The defendant was unable to persuade the judge that their use of the complainant's registered trade marks in this printed matter was not a straightforward infringement of Section 10(1) of the UK Trade Marks Act. They sought to argue that the use was saved by the defences in Section 11(2) and 10(6) of the 1994 Act. The latter permits some use of third party trade marks in comparative advertising, subject to certain conditions. The Judge had no hesitation in finding that the defendant's activities were not within that proviso (designed to protect "honest practices") given his previous conclusions that there was infringement and detriment under section 10(3) in two of the cases complained of.
Equally the defendant's argument that they were only using an indication as to the characteristics of the goods or services when using the name of one perfume to describe the smell of another was also rejected; this defence is contained in Section 11(2) of the 1994 Act, but also requires that any such use must be "in accordance with honest practices in industrial commercial matters", according to Lewison J.

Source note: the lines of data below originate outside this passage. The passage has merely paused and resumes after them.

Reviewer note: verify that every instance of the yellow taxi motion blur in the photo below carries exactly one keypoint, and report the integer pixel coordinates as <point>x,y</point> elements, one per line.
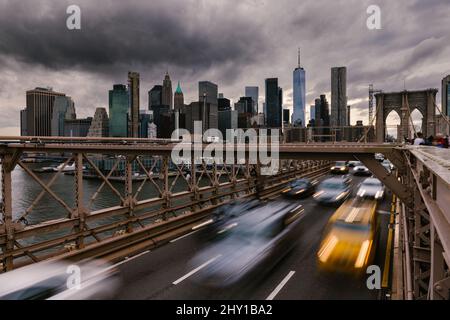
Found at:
<point>350,238</point>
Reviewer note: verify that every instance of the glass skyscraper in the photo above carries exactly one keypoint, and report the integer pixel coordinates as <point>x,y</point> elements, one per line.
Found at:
<point>273,104</point>
<point>253,92</point>
<point>446,95</point>
<point>339,96</point>
<point>298,117</point>
<point>118,111</point>
<point>63,109</point>
<point>210,90</point>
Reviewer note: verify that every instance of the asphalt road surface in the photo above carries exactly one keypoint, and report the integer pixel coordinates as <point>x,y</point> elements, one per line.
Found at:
<point>164,273</point>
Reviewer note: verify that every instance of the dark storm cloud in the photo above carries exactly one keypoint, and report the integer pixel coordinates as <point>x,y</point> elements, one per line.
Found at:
<point>142,33</point>
<point>233,43</point>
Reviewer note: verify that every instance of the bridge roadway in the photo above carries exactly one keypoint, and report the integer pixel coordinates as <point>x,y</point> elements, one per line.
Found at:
<point>151,275</point>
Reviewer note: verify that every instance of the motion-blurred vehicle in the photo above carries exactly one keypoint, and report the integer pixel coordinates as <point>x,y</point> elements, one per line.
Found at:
<point>350,238</point>
<point>59,281</point>
<point>220,218</point>
<point>353,163</point>
<point>387,165</point>
<point>379,157</point>
<point>253,244</point>
<point>333,190</point>
<point>371,188</point>
<point>340,167</point>
<point>300,188</point>
<point>361,170</point>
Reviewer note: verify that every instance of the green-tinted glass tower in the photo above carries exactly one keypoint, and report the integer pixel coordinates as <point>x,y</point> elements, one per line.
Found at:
<point>118,111</point>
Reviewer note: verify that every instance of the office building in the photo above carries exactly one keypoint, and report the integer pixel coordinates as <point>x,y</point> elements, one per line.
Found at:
<point>152,131</point>
<point>23,122</point>
<point>322,112</point>
<point>348,116</point>
<point>244,105</point>
<point>118,111</point>
<point>178,98</point>
<point>227,120</point>
<point>312,112</point>
<point>155,96</point>
<point>198,111</point>
<point>273,106</point>
<point>39,111</point>
<point>158,112</point>
<point>445,96</point>
<point>208,90</point>
<point>223,103</point>
<point>286,115</point>
<point>133,88</point>
<point>253,92</point>
<point>339,96</point>
<point>63,108</point>
<point>77,127</point>
<point>100,124</point>
<point>166,92</point>
<point>145,119</point>
<point>299,95</point>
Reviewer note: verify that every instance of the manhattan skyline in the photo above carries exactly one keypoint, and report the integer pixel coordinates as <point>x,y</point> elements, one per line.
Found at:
<point>197,40</point>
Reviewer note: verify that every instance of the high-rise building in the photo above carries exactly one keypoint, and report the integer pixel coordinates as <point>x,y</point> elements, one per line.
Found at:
<point>155,96</point>
<point>158,112</point>
<point>286,115</point>
<point>77,127</point>
<point>280,98</point>
<point>253,92</point>
<point>145,118</point>
<point>227,119</point>
<point>244,105</point>
<point>209,90</point>
<point>348,115</point>
<point>445,92</point>
<point>23,122</point>
<point>118,111</point>
<point>312,112</point>
<point>322,112</point>
<point>178,98</point>
<point>273,106</point>
<point>223,103</point>
<point>299,86</point>
<point>63,109</point>
<point>166,92</point>
<point>339,96</point>
<point>100,124</point>
<point>39,111</point>
<point>133,88</point>
<point>199,111</point>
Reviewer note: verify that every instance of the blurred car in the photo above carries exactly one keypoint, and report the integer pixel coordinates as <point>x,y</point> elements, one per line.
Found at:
<point>361,170</point>
<point>220,217</point>
<point>387,165</point>
<point>300,188</point>
<point>371,188</point>
<point>333,190</point>
<point>379,157</point>
<point>51,281</point>
<point>353,163</point>
<point>254,243</point>
<point>339,167</point>
<point>350,238</point>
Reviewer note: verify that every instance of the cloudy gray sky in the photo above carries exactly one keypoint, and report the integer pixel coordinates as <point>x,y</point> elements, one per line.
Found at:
<point>233,43</point>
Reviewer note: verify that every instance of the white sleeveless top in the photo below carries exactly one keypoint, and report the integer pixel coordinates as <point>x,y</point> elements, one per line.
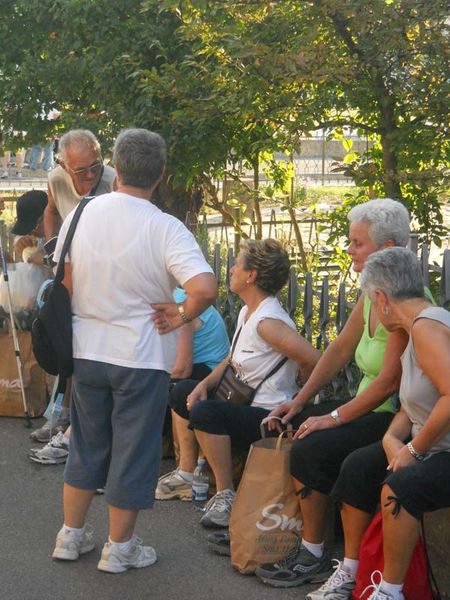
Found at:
<point>418,395</point>
<point>253,358</point>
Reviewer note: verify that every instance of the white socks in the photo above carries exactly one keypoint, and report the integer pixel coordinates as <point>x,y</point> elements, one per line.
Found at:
<point>123,546</point>
<point>395,589</point>
<point>350,565</point>
<point>315,549</point>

The sale of cheaper "look-alike" products is not restricted to the perfumery marketplace; brand leaders for many fast moving consumer goods suffer from "own brand' competition in supermarket chains, which may involve the market leader being positioned on the sales gondola right next door to the supermarket "copy". It remains to be seen whether this decision can be relied on as a precedent outside the somewhat recherche field of luxury perfumes.
The Judge made a point in his lengthy decision of explaining just how much investment went into creating and promoting a new fine fragrance and the significant price differential with the replica "smell-alike" product. These market conditions do not apply to many fast moving consumers goods such as standard foodstuffs or household items. Moreover the supermarket brand may in some cases differ very little in quality or characteristics (and is sometimes actually made by the brand leader).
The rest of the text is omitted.